Brazilian President Luiz Inacio Lula da Silva has unveiled a plan to create a global anti-hunger fund to world leaders attending the G8 summit in France.
Lula said the proposal was well received by G8 members
The fund could be paid for by taxing global arms exports, he said.
The Brazilian president, known as Lula, was invited along with 11 other leaders of developing countries to take part in some of the discussions at the summit.
"Hunger cannot wait," he said, in lines from his speech quoted by Reuters news agency.
"My proposal is the creation of a global fund capable of feeding those who are hungry and at the same time creating the conditions to eradicate the structural causes of hunger."
Lula also proposed that richer nations could use a percentage of debt repayments from developing nations for the fund.
'No going back'
After the meeting Lula said that the proposal had been well-received by G8 members.
"Next year, the summit is in the United States, and I don't think President Bush will have the courage to not invite all of the countries that were present this year," he joked to journalists.
"There's no going back. Something new is happening in relations between rich and developing countries."
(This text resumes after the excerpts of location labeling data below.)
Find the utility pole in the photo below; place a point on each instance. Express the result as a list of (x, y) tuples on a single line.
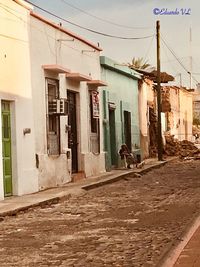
[(159, 136), (190, 58)]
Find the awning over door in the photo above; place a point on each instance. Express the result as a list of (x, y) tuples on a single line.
[(55, 68)]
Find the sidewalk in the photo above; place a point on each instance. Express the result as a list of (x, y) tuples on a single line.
[(15, 204), (190, 255), (187, 252)]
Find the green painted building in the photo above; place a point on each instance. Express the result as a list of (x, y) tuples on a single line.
[(120, 110)]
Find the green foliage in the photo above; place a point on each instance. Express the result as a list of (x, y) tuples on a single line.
[(139, 63)]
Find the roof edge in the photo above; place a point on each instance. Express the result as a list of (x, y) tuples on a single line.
[(24, 4), (125, 70), (33, 14)]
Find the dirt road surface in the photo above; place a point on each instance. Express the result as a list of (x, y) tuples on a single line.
[(129, 223)]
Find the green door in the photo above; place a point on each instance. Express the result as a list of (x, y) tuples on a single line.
[(6, 145)]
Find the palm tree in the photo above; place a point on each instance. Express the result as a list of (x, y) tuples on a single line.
[(139, 63)]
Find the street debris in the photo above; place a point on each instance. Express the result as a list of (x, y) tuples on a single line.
[(184, 149)]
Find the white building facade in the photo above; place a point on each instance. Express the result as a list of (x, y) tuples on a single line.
[(18, 174), (50, 103)]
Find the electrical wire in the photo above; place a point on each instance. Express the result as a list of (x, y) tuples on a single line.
[(104, 20), (87, 29), (173, 53)]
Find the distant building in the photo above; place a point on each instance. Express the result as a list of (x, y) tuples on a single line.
[(178, 107)]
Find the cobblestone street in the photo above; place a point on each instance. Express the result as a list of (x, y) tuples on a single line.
[(129, 223)]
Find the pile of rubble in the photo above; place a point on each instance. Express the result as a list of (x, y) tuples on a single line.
[(183, 149)]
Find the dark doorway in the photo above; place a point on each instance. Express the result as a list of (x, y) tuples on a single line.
[(72, 133), (127, 129), (112, 136)]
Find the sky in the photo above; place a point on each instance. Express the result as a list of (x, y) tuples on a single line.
[(137, 18)]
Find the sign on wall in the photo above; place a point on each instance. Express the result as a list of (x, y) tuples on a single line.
[(95, 104)]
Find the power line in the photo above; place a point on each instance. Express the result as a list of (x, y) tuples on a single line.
[(173, 53), (104, 20), (87, 29)]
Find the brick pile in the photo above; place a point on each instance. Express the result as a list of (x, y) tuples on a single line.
[(183, 149)]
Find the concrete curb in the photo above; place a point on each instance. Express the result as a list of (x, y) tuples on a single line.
[(171, 254), (121, 176), (40, 199), (13, 212)]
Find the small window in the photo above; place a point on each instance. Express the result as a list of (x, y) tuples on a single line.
[(94, 122), (53, 120)]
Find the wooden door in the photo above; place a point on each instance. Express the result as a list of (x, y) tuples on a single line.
[(6, 146)]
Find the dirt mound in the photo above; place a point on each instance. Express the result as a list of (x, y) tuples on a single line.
[(182, 149)]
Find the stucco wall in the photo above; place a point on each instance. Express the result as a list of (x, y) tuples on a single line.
[(15, 86), (146, 97), (123, 92), (51, 46)]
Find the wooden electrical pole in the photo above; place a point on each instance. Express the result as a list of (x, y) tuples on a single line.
[(159, 133)]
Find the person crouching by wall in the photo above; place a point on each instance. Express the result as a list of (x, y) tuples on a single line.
[(127, 157)]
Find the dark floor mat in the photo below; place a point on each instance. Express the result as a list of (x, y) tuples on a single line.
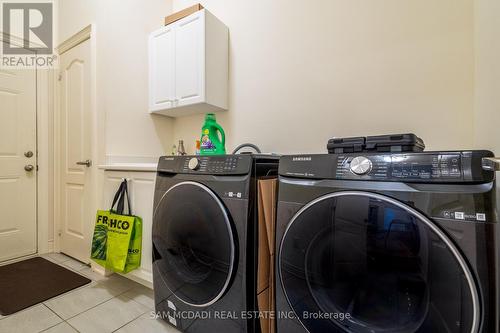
[(32, 281)]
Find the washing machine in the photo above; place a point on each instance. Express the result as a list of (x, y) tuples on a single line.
[(204, 243), (387, 242)]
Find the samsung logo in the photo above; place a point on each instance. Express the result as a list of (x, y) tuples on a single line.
[(301, 158)]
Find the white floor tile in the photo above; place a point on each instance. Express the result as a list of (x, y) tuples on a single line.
[(61, 328), (80, 300), (32, 320), (146, 324), (94, 276), (142, 295), (108, 316), (118, 283), (48, 257)]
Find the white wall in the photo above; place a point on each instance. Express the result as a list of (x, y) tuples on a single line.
[(300, 71), (487, 74), (304, 71), (122, 28)]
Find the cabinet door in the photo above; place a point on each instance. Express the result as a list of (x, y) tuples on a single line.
[(190, 59), (161, 69)]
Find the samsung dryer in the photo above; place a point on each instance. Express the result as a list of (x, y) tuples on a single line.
[(387, 242), (204, 243)]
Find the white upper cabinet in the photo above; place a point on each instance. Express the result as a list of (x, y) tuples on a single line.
[(188, 66)]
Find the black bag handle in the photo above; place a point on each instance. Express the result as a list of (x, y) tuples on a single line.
[(119, 199)]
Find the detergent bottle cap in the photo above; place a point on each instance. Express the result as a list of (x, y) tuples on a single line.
[(210, 117)]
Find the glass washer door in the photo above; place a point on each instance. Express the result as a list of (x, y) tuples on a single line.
[(363, 262), (193, 238)]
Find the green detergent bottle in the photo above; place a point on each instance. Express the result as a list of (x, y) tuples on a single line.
[(211, 143)]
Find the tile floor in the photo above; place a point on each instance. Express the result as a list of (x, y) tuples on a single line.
[(107, 304)]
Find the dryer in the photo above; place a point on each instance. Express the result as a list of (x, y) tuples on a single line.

The Brazilian leader's idea was backed by French President Jacques Chirac, who said that the idea was "simple" yet effective.
"People must be able to eat three times a day, and that is not the case today," Mr Chirac said.
"This unacceptable situation must be debated."
The former trade unionist also asked G8 leaders not to discriminate against the products of developing countries in their trade policies.
Lula has been pushing controversial plans in his own country for a radical shake-up of Brazil's tax and pensions system in a bid to reform the country's faltering economy.